The First Time I Truly Felt Comfortable On Stage as a Curvy Woman
September 21, 2017
“If you could just lose 20 pounds.” This is a phrase that has stuck with me since I can remember. Ultimately, it would be the phrase that defined my debut as an artist. My dream was always to be an iconic singer. I studied Whitney, Celine and Mariah like a major, and there wasn’t a song or riff I didn’t know by the top female artists from my youth. I took voice lessons weekly, sang in church, and auditioned for every school musical and community theater production. Still, I seemed to be a kid who no one took seriously. I think this is when I first developed my drive, along with a chip that never left my shoulder.
My parents divorced when I was 11 years old, and I turned to food to console myself. To everyone but me, still a kid, my weight became an issue. Eventually, though, it was made clear that the way I looked needed to be at the forefront of my mind. At every audition I went to, I was told I needed to lose weight if I ever dreamed of being a successful singer. Family and friends even commented on my weight, not my talent, after I’d sing for them. Let me remind you that I was an 11-year-old girl—as if going through puberty and a bitter divorce weren’t enough to deal with.
Throughout high school and college, I worked as hard on my body as I did on my music, but nothing was ever enough. I had a photoshoot for my first album and was the thinnest I had ever been (5’10 and 150 lbs, which is pretty slender for a girl of that height). I would eat egg whites or a protein shake if I got hungry and would go to sleep without dinner on most nights in order to “wake up skinnier.” When I saw the edited shots, still, it was obvious they’d slimmed down both of my arms and thighs. I was told this was so the photos would be more “professionally competitive.” After all of my hard work, I was still chased by the ‘constructive criticism’ that so often had a number of pounds attached to it. I began to feel helpless and eventually my weight went downhill (or uphill).
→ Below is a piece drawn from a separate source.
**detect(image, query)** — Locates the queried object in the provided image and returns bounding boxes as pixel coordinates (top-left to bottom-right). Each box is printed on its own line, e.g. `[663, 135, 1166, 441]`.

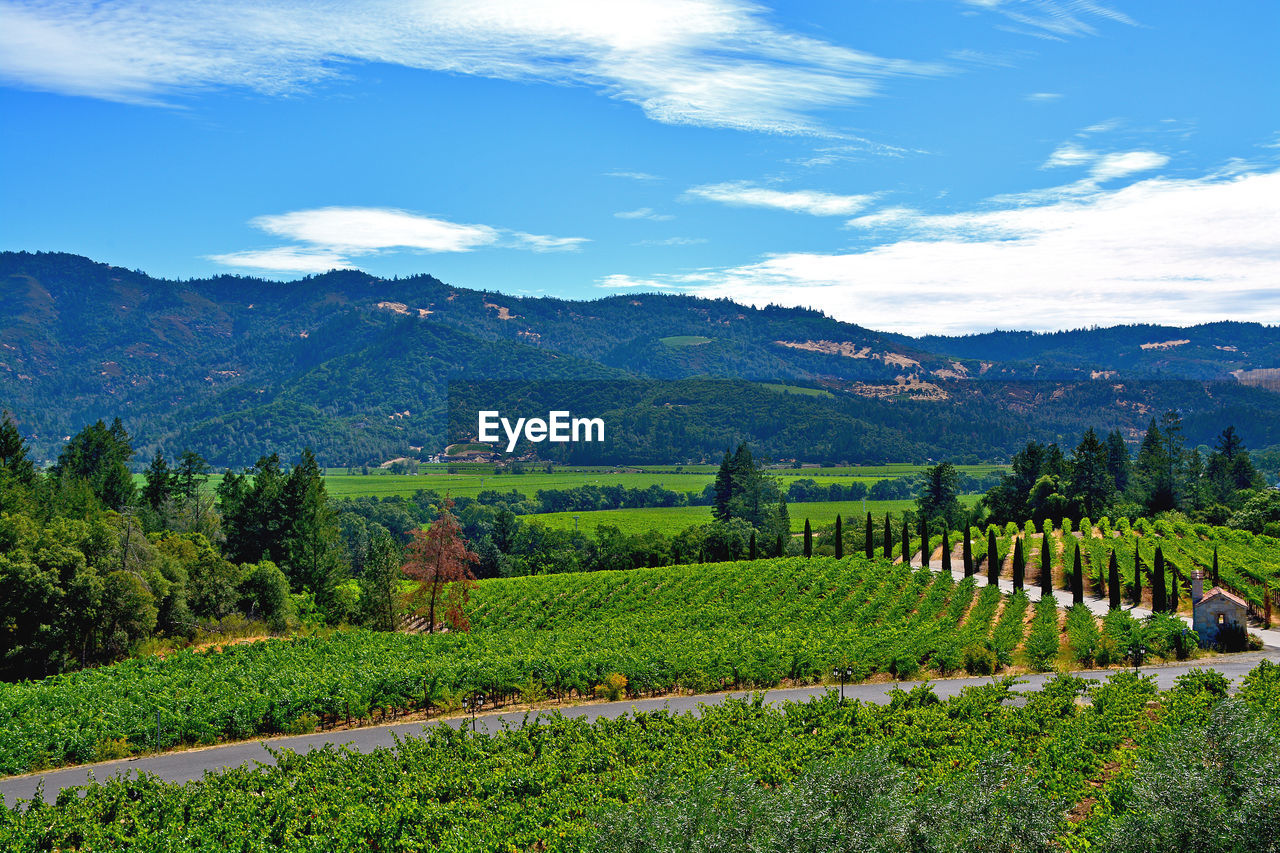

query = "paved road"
[0, 648, 1280, 806]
After college, I wound up on a popular reality singing competition and made it fairly far before getting kicked off. Without allowing myself to grieve, I moved to New York City to further pursue a music career. After quite a few promising developments crumbled in my hands, I fell into a depression and once again turned to eating. The weight crept on fast. A year later I left NYC with a bad taste in my mouth and headed west to Los Angeles. After all, that’s where you move to become a recording artist, right?
As soon as I got to LA, I threw myself into my music. I scheduled writing sessions weekly that, looking back, were just therapy sessions set to music. I was almost 200 lbs, I had dyed my hair black, and couldn’t land a gig anywhere. So, I told my writing partner that we needed to write something that freed me from this obsession with weight. I needed to let myself and everyone else know that I was fine just the way I was. Before we had lyrics, we had a title: Unlabeled. The song practically wrote itself. We’d both had similar struggles; it had been inside us for years. Unfortunately, even with Unlabeled finished, I still didn’t buy into my own words.
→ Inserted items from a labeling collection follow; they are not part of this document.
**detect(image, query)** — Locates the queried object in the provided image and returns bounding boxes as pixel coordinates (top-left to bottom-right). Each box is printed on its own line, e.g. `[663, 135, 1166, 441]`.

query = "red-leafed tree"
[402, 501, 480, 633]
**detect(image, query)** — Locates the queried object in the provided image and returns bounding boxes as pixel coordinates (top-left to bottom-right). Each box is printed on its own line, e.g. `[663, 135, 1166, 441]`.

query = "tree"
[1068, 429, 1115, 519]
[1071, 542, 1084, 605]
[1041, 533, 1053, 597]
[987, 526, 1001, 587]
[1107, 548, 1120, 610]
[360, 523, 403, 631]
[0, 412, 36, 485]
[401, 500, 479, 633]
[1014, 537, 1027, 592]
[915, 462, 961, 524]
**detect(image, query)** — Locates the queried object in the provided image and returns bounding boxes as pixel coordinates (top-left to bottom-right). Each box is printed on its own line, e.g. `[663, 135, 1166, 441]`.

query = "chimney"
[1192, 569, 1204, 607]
A few weeks later, I’d heard about a “plus size” model named Ashley Graham. After reading her book and learning more about her path, I was in awe of her power and presence. She didn’t care which curve you were looking at, she just wanted you to know that she thought she looked incredible and that was all that mattered. In that moment, I knew that I wanted to follow in her footsteps, giving a voice to women in the music industry who are struggling with the similar stereotypes.
“I wanted to grab my stomach fat as the camera got a close up of my face filled with total disgust.”
I decided to make a video for Unlabeled and in the week leading up to it, I had a show in L.A. It was the first time I truly felt comfortable on stage as a curvy woman. It was an awesome show with a great crowd, but the next day, I got a call from someone very close to me explaining that they could see cellulite ripples on my legs and that wearing ripped jeans was “inappropriate for a girl with my thighs.” This time, I wasn’t hurt because of the words they used, but by who was using them. Even the people closest to me couldn’t find the courage to support what I was trying to say. It’s hard for people to take the road less traveled when the crowd has already paved an easier route. This call showed me exactly how challenging my mission would be.
Filming day for Unlabeled came, and I was prepared to lay it all out there for the world to see. I wanted to be completely bare and uncomfortably shocking. I wanted to grab my stomach fat as the camera got a close up of my face filled with total disgust. At the core of everyone’s insecurities, this is how we view ourselves, this is how we feel: disgusted. I don’t know if it was seeing the insults I had heard my whole life written allover my body, or if it was falling to my knees sobbing after screaming the word fat into the camera, but I was finally free. I know that I gave my entire soul to that video and after that day, I was forever changed. I now wear those 20 lbs that everyone said I should lose with pride.
Why do we let other people determine how we feel when we look into the mirror? I’ll admit I still drag myself down, but then I remember that I get to decide who I am and how I live. Self-love can only be given to yourself, by yourself. When you look in the mirror tomorrow and see your leg ripples, back fat or muffin top, remember perfection isn’t real. We’re all perfectly imperfect.